In the last-minute drive to come up with ways to reduce long-range deficits as the budget is readied to go to press, the surcharge would solve a number of immediate political and practical problems, the sources noted, although it is by no means clear that Congress or President Reagan would approve such a tax hike. The advantages of the surcharge include:
For an administration committed to lowering tax rates, the surcharge could be portrayed as temporary, just as a similar 10 percent hike during the Vietnam War was imposed for just over a year.
At 9 to 10 percent, a surcharge on corporate and individual income taxes almost exactly fills the goal of raising one percent of the gross national product, the ceiling on tax increases set by President Reagan. A 10 percent surcharge would raise the amount of tax paid by an individual or corporation by one tenth. It would not add 10 percentage points to the individual's or corporation's marginal tax rate.
With a flexible deadline of this Friday for sending budget documents to the presses, the surcharge proposal is simple enough to incorporate quickly, as opposed to a set of complex, multiple tax hikes along the lines of legislation enacted last year.
In preparing the 1983 budget, officials then estimated 1986 corporate and individual tax receipts at about $485 billion, indicating that a 10 percent surcharge would raise $48.5 billion. Since then, estimates of economic growth have been reduced but taxes were raised.
Treasury Secretary Donald T. Regan has already ruled out a number of other tax hikes considered to have some justification on economic and equity grounds, including elimination of the deductions for state and local sales taxes, for non-mortgage consumer interest and for interest payments on second homes. Another proposal, a ceiling on the exemption for employer-paid health insurance, will be part of the next budget, but it is not part of the 1986 tax plan.
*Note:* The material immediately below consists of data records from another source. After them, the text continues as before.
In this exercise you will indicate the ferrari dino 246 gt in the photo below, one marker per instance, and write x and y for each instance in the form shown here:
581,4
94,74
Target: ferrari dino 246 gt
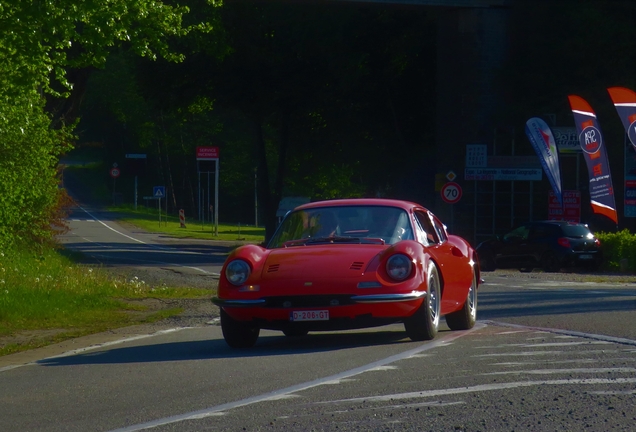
346,264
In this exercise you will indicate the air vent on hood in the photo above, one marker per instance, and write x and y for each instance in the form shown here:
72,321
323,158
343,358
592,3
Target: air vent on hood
356,265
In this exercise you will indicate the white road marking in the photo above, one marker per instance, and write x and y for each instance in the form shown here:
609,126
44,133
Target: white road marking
482,388
588,360
520,354
300,387
558,371
623,341
614,393
546,344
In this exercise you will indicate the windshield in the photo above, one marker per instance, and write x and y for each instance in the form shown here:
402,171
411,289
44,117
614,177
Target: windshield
580,231
359,224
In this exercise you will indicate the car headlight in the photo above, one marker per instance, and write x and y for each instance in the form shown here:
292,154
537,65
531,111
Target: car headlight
399,267
237,272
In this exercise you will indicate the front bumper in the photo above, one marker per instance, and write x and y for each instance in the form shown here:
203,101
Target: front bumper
339,299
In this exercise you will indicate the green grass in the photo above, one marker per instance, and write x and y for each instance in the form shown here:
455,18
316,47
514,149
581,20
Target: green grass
48,291
148,219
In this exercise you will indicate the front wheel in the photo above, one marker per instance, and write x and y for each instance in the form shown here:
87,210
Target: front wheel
466,317
424,323
238,334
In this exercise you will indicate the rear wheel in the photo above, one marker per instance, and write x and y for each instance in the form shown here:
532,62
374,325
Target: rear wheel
238,334
424,323
466,317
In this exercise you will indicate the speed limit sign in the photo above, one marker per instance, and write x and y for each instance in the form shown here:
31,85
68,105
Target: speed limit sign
451,192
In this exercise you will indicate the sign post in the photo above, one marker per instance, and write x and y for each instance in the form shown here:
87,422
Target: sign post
205,154
451,193
139,157
114,173
160,192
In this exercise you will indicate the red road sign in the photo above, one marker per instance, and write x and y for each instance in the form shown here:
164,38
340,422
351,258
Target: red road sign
451,192
207,153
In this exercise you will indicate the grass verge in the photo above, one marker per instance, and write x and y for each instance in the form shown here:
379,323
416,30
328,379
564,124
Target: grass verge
149,220
49,296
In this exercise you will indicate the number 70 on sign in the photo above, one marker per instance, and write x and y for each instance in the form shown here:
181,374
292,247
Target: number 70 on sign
451,192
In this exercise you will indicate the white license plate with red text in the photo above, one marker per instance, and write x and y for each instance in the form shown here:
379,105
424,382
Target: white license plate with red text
309,316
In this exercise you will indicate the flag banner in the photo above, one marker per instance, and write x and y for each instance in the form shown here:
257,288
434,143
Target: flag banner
625,102
542,140
595,154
A Treasury spokesman said no final decisions have been made on what tax increases will be presented to the president, and that a number of alternatives are available.
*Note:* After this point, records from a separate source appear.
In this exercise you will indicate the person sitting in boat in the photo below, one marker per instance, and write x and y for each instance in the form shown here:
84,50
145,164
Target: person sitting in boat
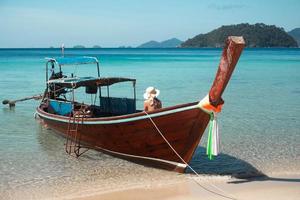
151,101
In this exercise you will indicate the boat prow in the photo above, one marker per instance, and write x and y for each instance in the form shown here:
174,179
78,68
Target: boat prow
115,126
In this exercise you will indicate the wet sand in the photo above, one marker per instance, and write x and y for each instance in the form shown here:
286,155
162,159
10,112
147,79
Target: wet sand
279,187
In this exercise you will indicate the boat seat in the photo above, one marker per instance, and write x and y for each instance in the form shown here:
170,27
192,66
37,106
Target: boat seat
117,106
60,107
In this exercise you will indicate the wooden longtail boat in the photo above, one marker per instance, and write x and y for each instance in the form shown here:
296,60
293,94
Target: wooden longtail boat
116,127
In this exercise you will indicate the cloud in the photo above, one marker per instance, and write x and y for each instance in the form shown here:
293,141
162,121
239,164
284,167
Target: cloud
226,6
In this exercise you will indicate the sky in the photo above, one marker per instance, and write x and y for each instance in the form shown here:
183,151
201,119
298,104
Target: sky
114,23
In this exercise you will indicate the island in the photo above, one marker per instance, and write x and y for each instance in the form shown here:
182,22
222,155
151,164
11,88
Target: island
255,35
78,47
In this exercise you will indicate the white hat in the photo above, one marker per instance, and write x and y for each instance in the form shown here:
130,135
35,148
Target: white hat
151,92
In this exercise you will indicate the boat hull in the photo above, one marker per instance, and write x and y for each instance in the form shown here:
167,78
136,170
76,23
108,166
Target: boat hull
135,138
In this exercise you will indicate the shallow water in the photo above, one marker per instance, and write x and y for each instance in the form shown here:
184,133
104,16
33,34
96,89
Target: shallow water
259,124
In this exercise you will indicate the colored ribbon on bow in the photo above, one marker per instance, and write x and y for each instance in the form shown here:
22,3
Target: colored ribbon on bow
213,140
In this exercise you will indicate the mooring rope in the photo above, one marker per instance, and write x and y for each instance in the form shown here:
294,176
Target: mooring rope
227,196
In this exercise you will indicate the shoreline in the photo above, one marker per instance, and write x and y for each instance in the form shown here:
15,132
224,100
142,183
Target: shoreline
279,187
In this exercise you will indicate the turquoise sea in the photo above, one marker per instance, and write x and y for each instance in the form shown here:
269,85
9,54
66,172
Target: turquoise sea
259,125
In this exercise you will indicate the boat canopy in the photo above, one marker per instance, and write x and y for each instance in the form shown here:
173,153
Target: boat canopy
73,60
77,82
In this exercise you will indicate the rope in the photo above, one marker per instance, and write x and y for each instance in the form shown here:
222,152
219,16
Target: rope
198,183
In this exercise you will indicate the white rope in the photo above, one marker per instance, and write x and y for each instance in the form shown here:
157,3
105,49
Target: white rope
198,183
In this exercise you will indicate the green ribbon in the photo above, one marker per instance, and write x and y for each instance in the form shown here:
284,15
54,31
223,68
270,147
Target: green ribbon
209,139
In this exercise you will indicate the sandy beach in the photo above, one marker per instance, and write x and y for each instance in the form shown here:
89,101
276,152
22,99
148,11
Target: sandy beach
279,187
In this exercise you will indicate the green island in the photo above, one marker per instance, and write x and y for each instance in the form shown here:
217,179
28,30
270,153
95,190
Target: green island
256,35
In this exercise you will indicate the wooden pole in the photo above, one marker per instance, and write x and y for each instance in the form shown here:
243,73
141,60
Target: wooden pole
231,53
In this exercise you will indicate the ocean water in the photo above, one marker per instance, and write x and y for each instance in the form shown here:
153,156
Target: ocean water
259,124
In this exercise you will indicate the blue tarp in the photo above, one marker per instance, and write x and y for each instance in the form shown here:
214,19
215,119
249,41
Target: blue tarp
60,107
74,60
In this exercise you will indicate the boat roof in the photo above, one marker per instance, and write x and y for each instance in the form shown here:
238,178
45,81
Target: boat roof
76,82
73,60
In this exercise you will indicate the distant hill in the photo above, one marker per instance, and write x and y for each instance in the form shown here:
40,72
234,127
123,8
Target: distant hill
171,43
256,35
295,33
79,47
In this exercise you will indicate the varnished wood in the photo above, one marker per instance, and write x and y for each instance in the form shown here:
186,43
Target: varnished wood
138,140
231,53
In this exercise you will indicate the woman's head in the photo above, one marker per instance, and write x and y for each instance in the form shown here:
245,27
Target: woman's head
151,92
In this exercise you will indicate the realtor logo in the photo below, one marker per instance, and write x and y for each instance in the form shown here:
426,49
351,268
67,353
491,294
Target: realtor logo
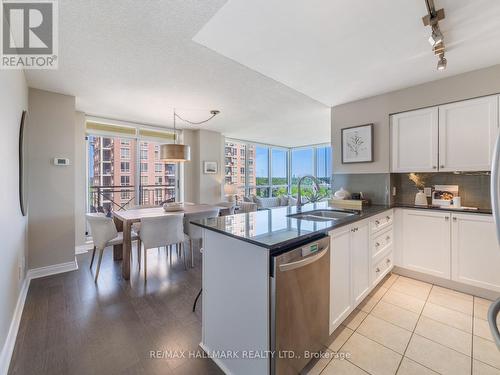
29,34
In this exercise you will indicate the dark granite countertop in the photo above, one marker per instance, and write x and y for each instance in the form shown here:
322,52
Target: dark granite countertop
449,209
275,230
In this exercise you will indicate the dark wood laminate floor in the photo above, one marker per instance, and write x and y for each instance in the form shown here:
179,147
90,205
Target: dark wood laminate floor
72,326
Among the other alternatives in the effort to raise money are to rescind some tax cuts that are scheduled to go into effect or grow in 1986--an exclusion for interest receipts, charitable deductions for those who do not itemize, indexing the entire rate system--and some existing taxes that are to be phased out, including cigarette and telephone excise taxes.
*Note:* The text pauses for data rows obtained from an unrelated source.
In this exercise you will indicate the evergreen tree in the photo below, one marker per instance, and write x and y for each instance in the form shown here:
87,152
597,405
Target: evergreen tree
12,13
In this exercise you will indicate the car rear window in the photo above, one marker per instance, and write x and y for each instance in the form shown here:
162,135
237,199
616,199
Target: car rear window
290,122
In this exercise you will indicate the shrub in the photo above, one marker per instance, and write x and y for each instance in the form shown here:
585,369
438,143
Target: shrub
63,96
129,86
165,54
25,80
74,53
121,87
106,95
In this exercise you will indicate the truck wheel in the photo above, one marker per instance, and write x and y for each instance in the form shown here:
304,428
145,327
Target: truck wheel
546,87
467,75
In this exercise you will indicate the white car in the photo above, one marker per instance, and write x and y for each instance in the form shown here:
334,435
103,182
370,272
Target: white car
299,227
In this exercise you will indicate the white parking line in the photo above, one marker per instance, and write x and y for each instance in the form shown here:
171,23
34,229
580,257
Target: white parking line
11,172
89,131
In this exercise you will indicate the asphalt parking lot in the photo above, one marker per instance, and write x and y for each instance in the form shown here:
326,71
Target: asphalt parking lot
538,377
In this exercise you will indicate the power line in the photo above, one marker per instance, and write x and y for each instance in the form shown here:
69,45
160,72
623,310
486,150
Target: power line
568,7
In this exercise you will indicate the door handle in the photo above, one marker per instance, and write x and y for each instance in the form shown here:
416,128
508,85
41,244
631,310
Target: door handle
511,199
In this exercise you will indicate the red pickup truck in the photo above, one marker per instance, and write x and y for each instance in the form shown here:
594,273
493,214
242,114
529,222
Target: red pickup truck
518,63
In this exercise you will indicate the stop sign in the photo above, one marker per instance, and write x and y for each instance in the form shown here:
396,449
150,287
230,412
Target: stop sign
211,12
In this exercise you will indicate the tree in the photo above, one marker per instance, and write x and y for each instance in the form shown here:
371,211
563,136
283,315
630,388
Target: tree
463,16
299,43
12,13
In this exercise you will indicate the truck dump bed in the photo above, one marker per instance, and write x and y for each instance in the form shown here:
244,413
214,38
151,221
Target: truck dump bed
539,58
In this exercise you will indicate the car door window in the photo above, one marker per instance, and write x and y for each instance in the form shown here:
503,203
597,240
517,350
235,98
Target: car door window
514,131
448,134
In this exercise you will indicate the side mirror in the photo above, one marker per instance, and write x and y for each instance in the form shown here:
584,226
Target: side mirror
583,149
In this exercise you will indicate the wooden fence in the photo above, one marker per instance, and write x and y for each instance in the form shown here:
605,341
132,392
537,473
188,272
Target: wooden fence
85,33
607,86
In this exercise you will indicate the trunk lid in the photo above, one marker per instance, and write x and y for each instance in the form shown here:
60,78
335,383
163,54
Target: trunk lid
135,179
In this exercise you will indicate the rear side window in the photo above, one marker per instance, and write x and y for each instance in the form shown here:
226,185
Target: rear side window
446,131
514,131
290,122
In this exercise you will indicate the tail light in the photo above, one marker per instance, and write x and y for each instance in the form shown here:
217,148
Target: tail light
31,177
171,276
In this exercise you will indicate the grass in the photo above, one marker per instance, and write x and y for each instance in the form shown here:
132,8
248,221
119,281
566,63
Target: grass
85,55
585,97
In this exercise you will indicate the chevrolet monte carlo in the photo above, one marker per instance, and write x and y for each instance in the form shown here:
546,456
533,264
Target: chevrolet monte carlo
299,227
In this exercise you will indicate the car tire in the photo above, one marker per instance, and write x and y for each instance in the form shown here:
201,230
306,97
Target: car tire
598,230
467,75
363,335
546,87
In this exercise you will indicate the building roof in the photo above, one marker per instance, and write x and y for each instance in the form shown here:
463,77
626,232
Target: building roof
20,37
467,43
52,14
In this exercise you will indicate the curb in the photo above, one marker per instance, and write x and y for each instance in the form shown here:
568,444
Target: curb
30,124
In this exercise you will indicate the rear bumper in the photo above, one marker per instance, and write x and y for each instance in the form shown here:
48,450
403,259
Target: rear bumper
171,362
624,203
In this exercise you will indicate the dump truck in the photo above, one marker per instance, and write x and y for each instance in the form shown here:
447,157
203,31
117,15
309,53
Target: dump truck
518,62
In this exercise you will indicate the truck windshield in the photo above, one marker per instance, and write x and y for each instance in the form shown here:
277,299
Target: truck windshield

The tax controversy is further clouded by administration plans to make the 1986 tax hike conditional on anticipated economic conditions. It is to be a "contingency plan," under which that taxes would only become effective if the projected deficit for 1986 remained above some target figure, perhaps 2 percent of the gross national product. There is no agreement on how this mechanism would work.
Such a triggering mechanism is likely to face strong opposition in Congress, where the chairmen of the two key tax committees are both inclined to oppose anything that could be described as a contingent or conditional tax hike.
An aide to Sen. Robert Dole (R-Kan.), chairman of the Senate Finance Committee, said Dole "does not favor a trigger mechanism, does not like the concept and would have to be convinced" that it could work. An aide to Rep. Daniel Rostenkowski (D-Ill.), chairman of the Ways and Means Committee, voiced similar doubts.